Il traîna des pieds jusqu'à la cuisine mais sursauta lorsqu'il ouvrit la porte. Une femme qu'il n'avait jamais vue était assise sur le plan de travail. Il aurait été bien incapable de déterminer son âge. Les cheveux blonds filasses, vêtue d'un pull à col roulé et d'un pantalon trop large, elle n'avait rien de remarquable. Pourtant Remus sut, lorsqu'elle planta son regard incisif dans le sien, qu'elle l'était très certainement.
Ils se dévisagèrent un instant en silence, puis la femme sauta à terre et lança :
- Remus Lupin, hein ?
Il cligna des yeux, surpris.
- Comment...
- Les cicatrices.
Il s'empourpra mais n'eut pas le temps de tenter de protéger son secret : elle enchaîna sans lui laisser le temps d'en placer une.
- Je suis Dorcas Meadowes.

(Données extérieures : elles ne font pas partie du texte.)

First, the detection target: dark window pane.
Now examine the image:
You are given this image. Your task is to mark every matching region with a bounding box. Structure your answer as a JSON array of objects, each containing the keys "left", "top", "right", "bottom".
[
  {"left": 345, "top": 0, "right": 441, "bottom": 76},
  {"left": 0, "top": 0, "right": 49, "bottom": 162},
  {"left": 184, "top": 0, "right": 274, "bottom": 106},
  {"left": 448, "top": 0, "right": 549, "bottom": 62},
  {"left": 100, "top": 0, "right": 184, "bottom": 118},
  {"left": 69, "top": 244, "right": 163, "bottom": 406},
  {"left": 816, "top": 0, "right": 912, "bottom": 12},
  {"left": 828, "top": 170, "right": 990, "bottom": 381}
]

C'est mon métier, d'observer. Et je sais qui tu es, Maugrey me l'a dit. Ne lui en veux, c'est parce que l'Ordre a une mission pour toi et qu'il faut que je t'accompagne. Viens, on va aller dans la salle de réunion.
Le jeune homme hocha la tête par automatisme, complètement subjugué, et suivit Dorcas dans le manoir. Depuis le temps qu'il entendait parler d'elle... D'après ce qu'il avait compris, elle espionnait pour le compte de l'Ordre comme du Ministère.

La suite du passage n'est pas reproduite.